Согласно новым опознаниям, мы должны будем приспособлять себя к новой переорганизации, и, может быть, воздух отпадет, и нашим легким необходимо будет уподобиться автомобил<ям>, дышащим бензином. Поэтому в глубине осознания должен быть художник как творец новой живой утилитарной формы, как руководящее начало художественного вида.
12) В древности художники природу превращали в эстетическую идеализованную форму, и всякая такая форма была утилитарна, украшала здание, храм, дворцы и т. д. Человек находил, что созданная утилитарная форма недостаточно красива, и <тогда> он украшал ее изображением природы, что приспособлял к форме в примитивном идеальном виде.

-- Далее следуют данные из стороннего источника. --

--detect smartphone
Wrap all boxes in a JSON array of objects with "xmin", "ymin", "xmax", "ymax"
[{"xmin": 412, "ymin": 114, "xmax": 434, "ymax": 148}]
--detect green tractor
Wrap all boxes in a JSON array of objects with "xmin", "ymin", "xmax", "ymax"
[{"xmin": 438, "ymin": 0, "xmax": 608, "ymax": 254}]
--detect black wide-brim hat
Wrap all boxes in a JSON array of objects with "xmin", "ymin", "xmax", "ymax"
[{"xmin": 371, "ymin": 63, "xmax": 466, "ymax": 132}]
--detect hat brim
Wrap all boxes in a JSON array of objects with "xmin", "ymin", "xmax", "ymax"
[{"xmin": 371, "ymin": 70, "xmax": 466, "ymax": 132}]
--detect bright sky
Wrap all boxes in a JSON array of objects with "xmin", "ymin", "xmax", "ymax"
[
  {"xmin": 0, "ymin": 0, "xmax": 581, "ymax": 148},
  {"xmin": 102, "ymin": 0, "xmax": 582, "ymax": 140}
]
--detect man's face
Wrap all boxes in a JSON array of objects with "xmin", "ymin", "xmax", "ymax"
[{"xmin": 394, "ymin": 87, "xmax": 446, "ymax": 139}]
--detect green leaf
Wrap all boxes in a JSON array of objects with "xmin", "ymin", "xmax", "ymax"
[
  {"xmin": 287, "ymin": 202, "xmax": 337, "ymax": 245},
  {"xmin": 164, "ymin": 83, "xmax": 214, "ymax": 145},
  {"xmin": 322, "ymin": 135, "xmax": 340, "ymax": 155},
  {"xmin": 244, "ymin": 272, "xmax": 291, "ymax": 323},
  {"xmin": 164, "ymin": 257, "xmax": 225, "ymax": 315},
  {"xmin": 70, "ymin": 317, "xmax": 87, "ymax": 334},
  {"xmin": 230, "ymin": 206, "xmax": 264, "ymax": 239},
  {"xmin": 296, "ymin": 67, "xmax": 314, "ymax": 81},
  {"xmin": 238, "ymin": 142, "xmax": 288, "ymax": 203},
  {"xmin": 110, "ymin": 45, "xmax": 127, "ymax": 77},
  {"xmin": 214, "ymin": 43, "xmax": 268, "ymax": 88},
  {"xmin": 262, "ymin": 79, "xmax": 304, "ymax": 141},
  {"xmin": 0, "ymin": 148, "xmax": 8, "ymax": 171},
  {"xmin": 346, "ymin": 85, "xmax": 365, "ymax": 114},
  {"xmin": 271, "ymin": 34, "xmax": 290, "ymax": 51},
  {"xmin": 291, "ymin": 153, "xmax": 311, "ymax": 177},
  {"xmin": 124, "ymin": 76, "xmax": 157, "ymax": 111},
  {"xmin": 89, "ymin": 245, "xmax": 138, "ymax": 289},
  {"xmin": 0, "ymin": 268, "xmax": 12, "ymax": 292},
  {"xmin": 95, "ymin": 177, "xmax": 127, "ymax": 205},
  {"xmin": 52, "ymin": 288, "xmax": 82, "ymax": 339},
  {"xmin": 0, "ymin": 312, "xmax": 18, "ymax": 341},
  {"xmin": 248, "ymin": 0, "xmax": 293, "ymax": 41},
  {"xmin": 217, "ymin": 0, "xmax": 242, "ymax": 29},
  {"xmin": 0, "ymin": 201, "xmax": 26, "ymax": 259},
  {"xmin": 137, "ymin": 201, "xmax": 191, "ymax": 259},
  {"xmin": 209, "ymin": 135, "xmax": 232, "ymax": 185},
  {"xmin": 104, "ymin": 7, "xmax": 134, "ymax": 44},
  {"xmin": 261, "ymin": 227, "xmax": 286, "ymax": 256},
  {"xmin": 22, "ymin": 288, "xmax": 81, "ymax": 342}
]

И все греческие статуи, находящиеся ныне в музеях, представляются вырванными из той утилитарной обстановки им современного торжества, уподобляются обеденной посуде, которая лежит в сундуке.
И наше поколение художников смотрит и изучает в них искусство, и, научившись, им же исполня<е>т современного натурщика. Но дело все в том, что это великое искусство в нашей современности является чудным, как искусство нашего портного, сшившего смокинг Христу. Ибо то великое искусство само по себе приводит форму в то состояние, которое было тысячи55 лет назад.
Раньше искусство привело мрамор к божественной красоте Венеры, воображаемой богине, и образ ее был выведен из современной тому времени женщины. И она стала богинею торжества.
Но художники, скульпторы, живописцы, а в особенности архитекторы во что бы то ни стало это искусство и его образ хотят приспособить к современной эпохе и во что бы то ни стало хотят водрузить Венеру в депо нашего железобетонного электрического времени, желая, чтобы жители депо и фабрик так же торжествовали перед Венерой, как некогда потомки и современники Фидия.